The University of Sydney, Australia’s Nuclear Science and Technology Organisation (ANSTO), and defence contractor Raytheon Australia have announced their commitment to women in STEM fields.
The three organisations are inaugural Champions of the Women in STEM Decadal Plan, launched earlier this year by the Australian Academy of Science.
The plan sims to present a shared vision of the STEM ecosystem to attract, retain, and progress girls and women in STEM careers and education.
As the name suggests, the plan will lay out a framework for action over the next ten years, and will inform the work of government, industry, academia, and the education sector. The three champions each represent one of these sectors, highlighting the diverse nature of STEM fields.

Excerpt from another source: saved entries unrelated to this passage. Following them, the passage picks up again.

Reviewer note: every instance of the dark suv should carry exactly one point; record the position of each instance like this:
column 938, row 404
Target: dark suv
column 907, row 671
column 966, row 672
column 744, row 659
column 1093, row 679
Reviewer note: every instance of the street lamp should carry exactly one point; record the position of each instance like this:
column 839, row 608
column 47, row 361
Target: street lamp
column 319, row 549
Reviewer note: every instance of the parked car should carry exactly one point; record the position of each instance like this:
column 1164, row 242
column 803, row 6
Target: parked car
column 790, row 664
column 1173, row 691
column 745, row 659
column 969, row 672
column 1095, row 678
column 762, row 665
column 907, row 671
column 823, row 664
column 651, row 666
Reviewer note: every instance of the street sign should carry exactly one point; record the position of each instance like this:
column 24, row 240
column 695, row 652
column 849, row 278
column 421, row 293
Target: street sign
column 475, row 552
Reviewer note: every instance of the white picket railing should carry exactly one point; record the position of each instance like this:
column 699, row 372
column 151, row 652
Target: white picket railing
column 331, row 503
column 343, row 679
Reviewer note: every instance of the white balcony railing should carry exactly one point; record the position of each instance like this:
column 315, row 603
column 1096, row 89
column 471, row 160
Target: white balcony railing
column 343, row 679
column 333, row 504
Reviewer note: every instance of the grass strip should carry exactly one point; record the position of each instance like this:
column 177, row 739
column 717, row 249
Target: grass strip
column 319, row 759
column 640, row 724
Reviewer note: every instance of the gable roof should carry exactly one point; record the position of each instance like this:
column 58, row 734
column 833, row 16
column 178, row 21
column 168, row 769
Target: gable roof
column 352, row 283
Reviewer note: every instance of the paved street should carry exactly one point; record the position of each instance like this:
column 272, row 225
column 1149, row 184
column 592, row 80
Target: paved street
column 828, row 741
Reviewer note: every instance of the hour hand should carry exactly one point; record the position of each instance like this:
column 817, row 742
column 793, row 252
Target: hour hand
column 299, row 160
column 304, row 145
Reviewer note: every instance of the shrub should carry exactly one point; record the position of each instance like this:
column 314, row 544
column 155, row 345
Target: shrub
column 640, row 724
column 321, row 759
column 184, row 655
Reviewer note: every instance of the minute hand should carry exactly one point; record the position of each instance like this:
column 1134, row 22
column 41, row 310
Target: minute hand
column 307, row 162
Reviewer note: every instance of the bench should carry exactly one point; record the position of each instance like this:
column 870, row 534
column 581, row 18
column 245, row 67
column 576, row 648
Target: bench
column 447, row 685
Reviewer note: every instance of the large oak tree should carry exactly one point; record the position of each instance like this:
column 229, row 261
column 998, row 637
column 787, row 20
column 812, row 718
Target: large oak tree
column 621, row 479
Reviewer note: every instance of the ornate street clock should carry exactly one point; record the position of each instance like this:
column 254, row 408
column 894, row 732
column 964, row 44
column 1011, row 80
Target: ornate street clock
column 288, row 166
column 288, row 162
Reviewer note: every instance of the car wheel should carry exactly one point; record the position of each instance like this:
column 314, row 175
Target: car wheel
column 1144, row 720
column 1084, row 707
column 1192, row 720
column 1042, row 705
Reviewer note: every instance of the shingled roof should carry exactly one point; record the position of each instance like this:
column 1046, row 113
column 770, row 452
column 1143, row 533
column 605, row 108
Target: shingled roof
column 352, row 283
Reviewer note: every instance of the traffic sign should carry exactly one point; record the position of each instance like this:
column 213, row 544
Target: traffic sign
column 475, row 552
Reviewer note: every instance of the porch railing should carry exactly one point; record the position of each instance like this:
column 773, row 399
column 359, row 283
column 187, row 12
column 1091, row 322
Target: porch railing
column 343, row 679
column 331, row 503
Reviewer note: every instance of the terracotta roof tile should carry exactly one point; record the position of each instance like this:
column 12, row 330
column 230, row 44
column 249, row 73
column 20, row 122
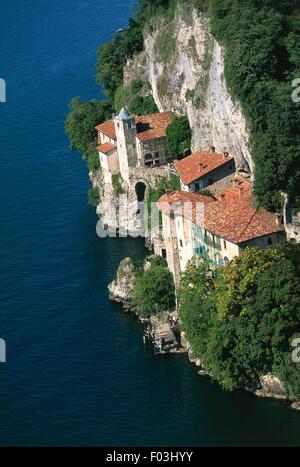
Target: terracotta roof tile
column 197, row 165
column 106, row 148
column 108, row 129
column 232, row 216
column 148, row 126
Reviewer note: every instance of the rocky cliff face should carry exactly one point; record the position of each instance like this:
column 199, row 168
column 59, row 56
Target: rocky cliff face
column 121, row 288
column 185, row 67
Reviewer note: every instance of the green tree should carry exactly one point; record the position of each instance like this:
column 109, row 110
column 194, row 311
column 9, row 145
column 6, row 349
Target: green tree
column 154, row 291
column 178, row 137
column 81, row 121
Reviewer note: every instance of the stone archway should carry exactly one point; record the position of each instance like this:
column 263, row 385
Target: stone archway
column 140, row 190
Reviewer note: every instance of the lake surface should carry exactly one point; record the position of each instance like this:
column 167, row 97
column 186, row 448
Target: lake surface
column 77, row 372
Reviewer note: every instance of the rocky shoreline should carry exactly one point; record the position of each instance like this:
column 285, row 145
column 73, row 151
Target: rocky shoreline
column 121, row 291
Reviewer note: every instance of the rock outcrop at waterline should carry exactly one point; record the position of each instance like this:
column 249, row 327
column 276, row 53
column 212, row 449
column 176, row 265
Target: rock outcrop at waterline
column 121, row 288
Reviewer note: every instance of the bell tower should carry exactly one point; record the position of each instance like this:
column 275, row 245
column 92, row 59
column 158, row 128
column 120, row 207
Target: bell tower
column 126, row 132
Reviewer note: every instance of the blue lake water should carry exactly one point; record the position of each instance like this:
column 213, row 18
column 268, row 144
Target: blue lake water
column 77, row 373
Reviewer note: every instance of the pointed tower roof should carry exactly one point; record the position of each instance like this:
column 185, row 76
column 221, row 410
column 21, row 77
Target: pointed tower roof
column 124, row 115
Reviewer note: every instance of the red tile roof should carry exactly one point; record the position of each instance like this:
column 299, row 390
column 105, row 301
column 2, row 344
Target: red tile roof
column 106, row 148
column 197, row 165
column 153, row 126
column 108, row 129
column 234, row 216
column 148, row 126
column 177, row 198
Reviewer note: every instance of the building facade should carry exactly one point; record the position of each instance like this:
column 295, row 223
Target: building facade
column 136, row 142
column 227, row 225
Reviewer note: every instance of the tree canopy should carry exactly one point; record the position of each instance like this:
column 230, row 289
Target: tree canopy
column 242, row 323
column 178, row 137
column 154, row 290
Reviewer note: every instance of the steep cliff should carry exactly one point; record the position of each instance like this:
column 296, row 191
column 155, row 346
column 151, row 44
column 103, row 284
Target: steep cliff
column 185, row 67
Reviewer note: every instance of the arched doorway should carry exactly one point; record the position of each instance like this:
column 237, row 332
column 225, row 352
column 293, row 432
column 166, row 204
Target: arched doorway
column 140, row 189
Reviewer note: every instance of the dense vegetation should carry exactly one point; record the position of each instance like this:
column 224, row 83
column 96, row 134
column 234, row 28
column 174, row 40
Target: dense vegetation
column 94, row 196
column 242, row 319
column 80, row 127
column 136, row 98
column 262, row 48
column 154, row 288
column 179, row 136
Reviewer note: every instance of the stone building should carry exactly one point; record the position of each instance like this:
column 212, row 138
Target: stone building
column 206, row 170
column 216, row 230
column 135, row 141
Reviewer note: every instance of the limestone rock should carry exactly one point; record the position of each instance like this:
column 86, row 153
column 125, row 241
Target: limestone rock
column 121, row 288
column 192, row 83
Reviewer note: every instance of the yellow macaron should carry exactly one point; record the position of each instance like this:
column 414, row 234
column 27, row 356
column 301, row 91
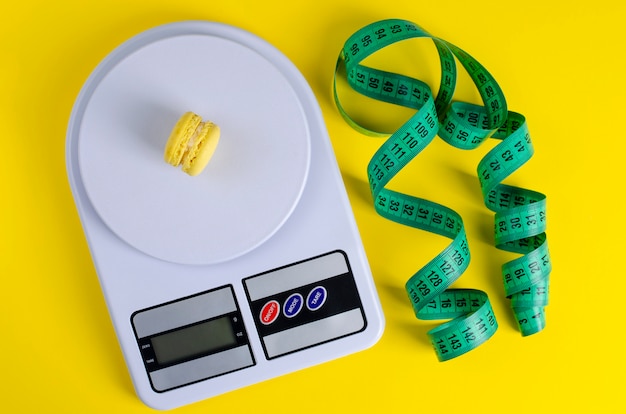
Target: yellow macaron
column 191, row 143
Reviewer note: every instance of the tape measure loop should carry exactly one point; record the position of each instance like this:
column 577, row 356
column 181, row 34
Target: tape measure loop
column 519, row 213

The major goal of the program is to achieve gender equity in STEM. While Australia’s total workforce is 47.5 per cent women, only 16 per cent of the STEM skilled workforce are women. The report highlights that this begins at the end of secondary schooling, continues through university and VET training, and culminates in only 28 per cent of management positions in STEM organisations held by women and only eight per cent of CEO/head of businesses in Australian STEM organisations being women.

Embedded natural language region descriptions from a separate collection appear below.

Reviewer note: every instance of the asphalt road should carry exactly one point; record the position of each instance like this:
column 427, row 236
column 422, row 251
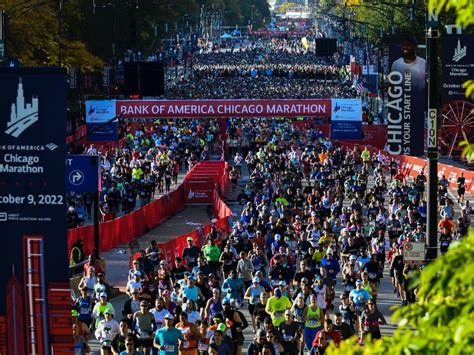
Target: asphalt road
column 386, row 300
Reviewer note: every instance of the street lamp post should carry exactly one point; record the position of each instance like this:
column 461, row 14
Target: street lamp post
column 432, row 35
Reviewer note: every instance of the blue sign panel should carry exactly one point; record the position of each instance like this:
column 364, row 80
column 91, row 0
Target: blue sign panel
column 101, row 126
column 346, row 119
column 32, row 202
column 100, row 132
column 83, row 173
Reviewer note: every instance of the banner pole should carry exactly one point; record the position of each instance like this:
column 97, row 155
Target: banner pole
column 432, row 35
column 96, row 216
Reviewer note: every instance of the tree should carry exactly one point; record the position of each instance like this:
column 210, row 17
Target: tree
column 32, row 35
column 441, row 322
column 464, row 10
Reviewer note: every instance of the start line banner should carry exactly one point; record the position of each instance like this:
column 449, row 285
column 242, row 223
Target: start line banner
column 223, row 108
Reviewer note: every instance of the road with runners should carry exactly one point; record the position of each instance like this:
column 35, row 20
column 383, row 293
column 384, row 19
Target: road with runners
column 117, row 260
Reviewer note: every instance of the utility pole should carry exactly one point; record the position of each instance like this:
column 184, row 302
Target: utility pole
column 432, row 35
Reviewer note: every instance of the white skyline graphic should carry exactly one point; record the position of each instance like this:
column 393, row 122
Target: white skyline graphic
column 459, row 52
column 22, row 115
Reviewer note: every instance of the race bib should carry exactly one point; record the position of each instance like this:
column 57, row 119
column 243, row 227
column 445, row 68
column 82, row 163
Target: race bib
column 168, row 347
column 144, row 334
column 203, row 347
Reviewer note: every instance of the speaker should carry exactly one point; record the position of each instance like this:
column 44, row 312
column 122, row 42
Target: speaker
column 144, row 79
column 326, row 47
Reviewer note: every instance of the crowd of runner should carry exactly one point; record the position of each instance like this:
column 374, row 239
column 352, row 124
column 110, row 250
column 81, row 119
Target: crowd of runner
column 147, row 161
column 319, row 221
column 271, row 69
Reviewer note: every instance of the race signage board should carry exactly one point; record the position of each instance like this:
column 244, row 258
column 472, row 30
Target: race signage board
column 83, row 173
column 406, row 97
column 346, row 119
column 100, row 122
column 222, row 108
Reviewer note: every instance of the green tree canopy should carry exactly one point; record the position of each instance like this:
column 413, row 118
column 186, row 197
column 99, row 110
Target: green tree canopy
column 32, row 34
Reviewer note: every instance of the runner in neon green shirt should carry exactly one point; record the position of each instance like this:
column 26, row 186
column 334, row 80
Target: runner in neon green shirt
column 276, row 307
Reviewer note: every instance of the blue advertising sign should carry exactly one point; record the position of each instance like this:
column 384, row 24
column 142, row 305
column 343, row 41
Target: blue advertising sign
column 32, row 204
column 406, row 97
column 346, row 119
column 457, row 109
column 82, row 173
column 99, row 121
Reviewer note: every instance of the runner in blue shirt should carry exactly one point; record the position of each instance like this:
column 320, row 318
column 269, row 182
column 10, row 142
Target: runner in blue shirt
column 167, row 338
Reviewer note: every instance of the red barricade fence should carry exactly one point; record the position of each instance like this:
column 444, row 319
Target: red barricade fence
column 124, row 229
column 412, row 166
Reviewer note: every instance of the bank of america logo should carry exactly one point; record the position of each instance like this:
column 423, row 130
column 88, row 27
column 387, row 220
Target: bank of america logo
column 22, row 115
column 459, row 52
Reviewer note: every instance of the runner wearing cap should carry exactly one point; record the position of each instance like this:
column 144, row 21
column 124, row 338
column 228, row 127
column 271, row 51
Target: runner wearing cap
column 144, row 326
column 314, row 318
column 191, row 309
column 255, row 347
column 106, row 330
column 191, row 291
column 98, row 313
column 212, row 254
column 235, row 322
column 159, row 312
column 291, row 334
column 252, row 295
column 260, row 313
column 276, row 307
column 233, row 286
column 359, row 298
column 190, row 333
column 168, row 337
column 218, row 345
column 213, row 305
column 135, row 283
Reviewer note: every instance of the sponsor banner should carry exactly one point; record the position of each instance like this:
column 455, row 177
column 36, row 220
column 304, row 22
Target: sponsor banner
column 346, row 119
column 99, row 114
column 413, row 252
column 199, row 190
column 406, row 98
column 32, row 201
column 222, row 108
column 100, row 111
column 346, row 110
column 100, row 132
column 457, row 109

The lack of representation also has impacts on earnings, where overall, women earn 23.7 per cent less than men in professional, technical and scientific services industries, and graduate salaries for women in STEM range from 6.2 per cent less in maths and science to 19.7 per cent less in agricultural and environmental sciences.
“We are proud to be the first university to champion the Academy of Science’s Women in STEM Decadal Plan,” said Dr Michael Spence, vice chancellor and principal of the University of Sydney.
“The plan aligns with our participation in the SAGE Pilot and our Culture Strategy and will support the amazing work of so many women and men at the University of Sydney who are striving for positive change and stronger representation for women in STEMM.”